I read an interesting article recently about the future of BMIs. You can see the article below, if you want.
You might ask, “David, why is this relevant?” I doubt anyone is willing to read through that 30,000 word monster, but the article does discuss a lot of things about the future of the BMI industry, and how, through the power of increasingly advanced technology, we will be able to transcend inefficient “communication by words.”
It also discusses many fixes for current brain and spine-based problems, such as deafness or blindness. Current technologies to alleviate blindness and deafness are primitive, but you can sure bet that they’ll improve in the future.

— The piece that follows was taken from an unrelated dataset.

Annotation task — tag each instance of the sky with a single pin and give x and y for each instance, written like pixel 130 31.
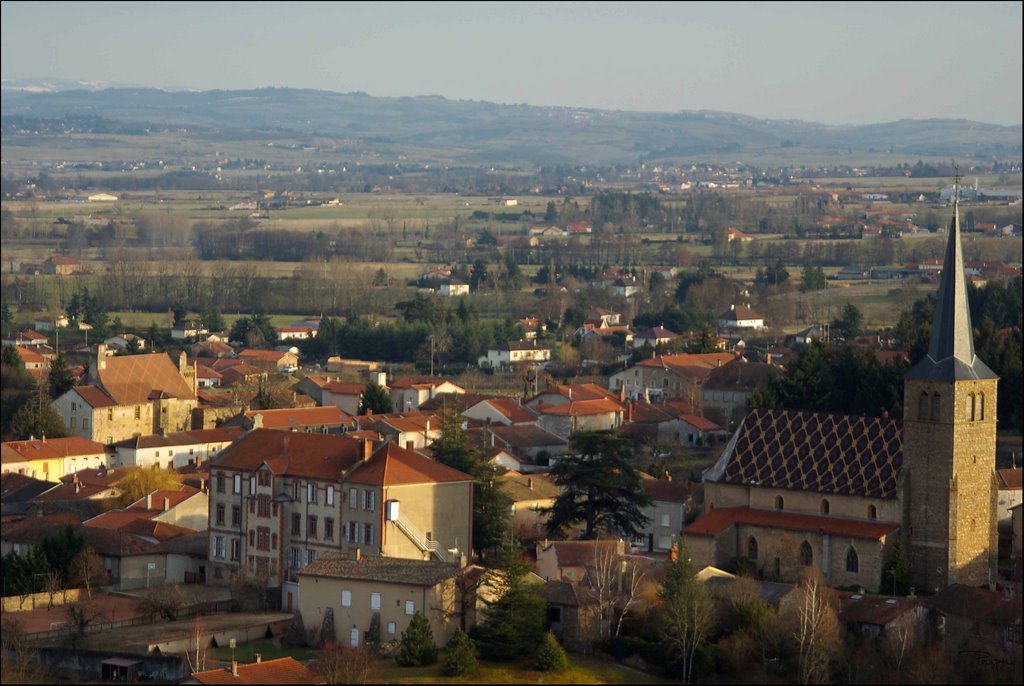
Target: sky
pixel 822 61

Having watched A Beautiful Mind, I’ve come to realize that these incredible innovations– things that will make quadriplegics skip and jump again, things that will make painters out of blind men and composers out of the deaf– cannot necessarily fix what is truly deep down in our mind. If something goes wrong in there, well, it’ll still be wrong.
The article discusses how if complete knowledge of the brain equates to travelling a mile, we’ve only discovered about three inches of that mile. We might know which neurons trigger which parts of the brain, or which chemicals cause happiness or sadness, but we cannot give instructions to the brain to activate those specific neurons. Even if we did, we simply don’t possess the proper “programming language,” and if we did, it would take an absurd amount of resources to implement.
The article also mentions that we might be able to change how certain sensations feel. In the far future, with super-advanced BMIs, people can even relegate pain to something far less pleasant– like an alert, or a noise. “STOP USING THAT LEG, IT HAS BEEN SEVERED,” might pop up in the corner of your eye, far preferable to white-hot lances of pain rocketing across your spine. But the affliction Nash had was one of perception. To him, nothing seemed wrong, so even with this super advanced tech, he would not be able to fix himself. The only cure was to battle against the most powerful enemy– one’s own brain.
It’s a sobering thought, and it encourages solipsism as much as the Matrix did. What if I had been suffering similar ailments? Would anyone know? Because I certainly wouldn’t.